Perhaps more importantly, however, the findings suggest that targeting oxidative mitochondrial metabolism in aggressive cancers using appropriate anti-metabolites could help eradicate the cancer stem cell pheotype. “Thus, the Achilles’ heel of the cancer stem cell may be its ability to use lactate and/or ketones as a fuel source for driving oxidative mitochondrial metabolism.”
“Just by feeding cancer cells a particular energy-rich diet, it changes their character, without introducing mutations,” Dr. Lisanti adds. “We’ve only fed them high energy nutrients that help them to use their mitochondria, and this changes their transcriptional profile.

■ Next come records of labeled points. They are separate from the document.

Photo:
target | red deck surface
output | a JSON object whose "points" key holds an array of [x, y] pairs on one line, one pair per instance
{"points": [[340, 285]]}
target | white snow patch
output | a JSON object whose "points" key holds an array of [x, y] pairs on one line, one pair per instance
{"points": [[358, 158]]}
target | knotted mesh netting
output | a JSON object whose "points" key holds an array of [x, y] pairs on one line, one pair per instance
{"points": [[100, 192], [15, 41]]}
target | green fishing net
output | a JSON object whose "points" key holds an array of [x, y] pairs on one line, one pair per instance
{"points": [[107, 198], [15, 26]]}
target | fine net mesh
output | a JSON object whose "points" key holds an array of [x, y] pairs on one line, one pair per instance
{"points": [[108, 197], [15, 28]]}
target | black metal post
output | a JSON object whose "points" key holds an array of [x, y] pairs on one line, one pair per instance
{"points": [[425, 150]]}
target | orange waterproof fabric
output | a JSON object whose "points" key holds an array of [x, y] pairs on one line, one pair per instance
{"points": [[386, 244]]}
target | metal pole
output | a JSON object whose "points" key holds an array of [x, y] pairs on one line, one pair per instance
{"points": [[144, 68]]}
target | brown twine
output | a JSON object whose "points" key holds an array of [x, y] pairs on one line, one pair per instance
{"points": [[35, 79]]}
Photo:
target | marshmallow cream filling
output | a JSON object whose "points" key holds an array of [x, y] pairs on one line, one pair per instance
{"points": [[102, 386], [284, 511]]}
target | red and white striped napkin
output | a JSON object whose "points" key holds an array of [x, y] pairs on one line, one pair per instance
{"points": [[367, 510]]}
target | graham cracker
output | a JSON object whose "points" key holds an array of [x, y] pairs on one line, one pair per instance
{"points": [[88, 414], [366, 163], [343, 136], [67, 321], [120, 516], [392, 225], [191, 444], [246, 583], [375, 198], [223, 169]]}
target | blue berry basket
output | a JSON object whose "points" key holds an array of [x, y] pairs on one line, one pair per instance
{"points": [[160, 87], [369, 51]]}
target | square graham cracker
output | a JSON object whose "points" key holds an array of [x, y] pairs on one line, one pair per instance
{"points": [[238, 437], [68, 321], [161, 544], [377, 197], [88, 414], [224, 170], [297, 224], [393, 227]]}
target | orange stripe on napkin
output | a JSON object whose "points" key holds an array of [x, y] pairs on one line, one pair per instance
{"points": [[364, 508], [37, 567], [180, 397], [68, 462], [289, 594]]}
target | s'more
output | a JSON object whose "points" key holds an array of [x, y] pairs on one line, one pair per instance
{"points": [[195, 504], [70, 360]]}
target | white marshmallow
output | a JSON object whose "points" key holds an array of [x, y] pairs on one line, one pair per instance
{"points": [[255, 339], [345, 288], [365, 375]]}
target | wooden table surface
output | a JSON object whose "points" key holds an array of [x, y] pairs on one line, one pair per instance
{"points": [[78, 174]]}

It’s a new biomarker for lethal cancer that we can now treat with the right drugs.”
High lactate production has long been known to be a predictor of poor clinical outcome for a variety of different types of malignancies, the researchers note. This observation, combined with previous research demonstrating that metformin prevents or inhibits tumor formation in both diabetic patients and mouse models, supports the Kimmel team’s suggestion that cancer cells use mitochondrial oxidative phosphorylation for energy production.
Moreover, they conclude, “it is quite ironic that such a potent anticancer drug (metformin) exerts its therapeutic effects by inducing a type of metabolism (aerobic glycolysis) that has been proposed to be the root cause of cancer for the last 85 years. Thus, induction of aerobic glycolysis in cancer cells may not be the cause of cancer, but rather it may be the cure for cancer.”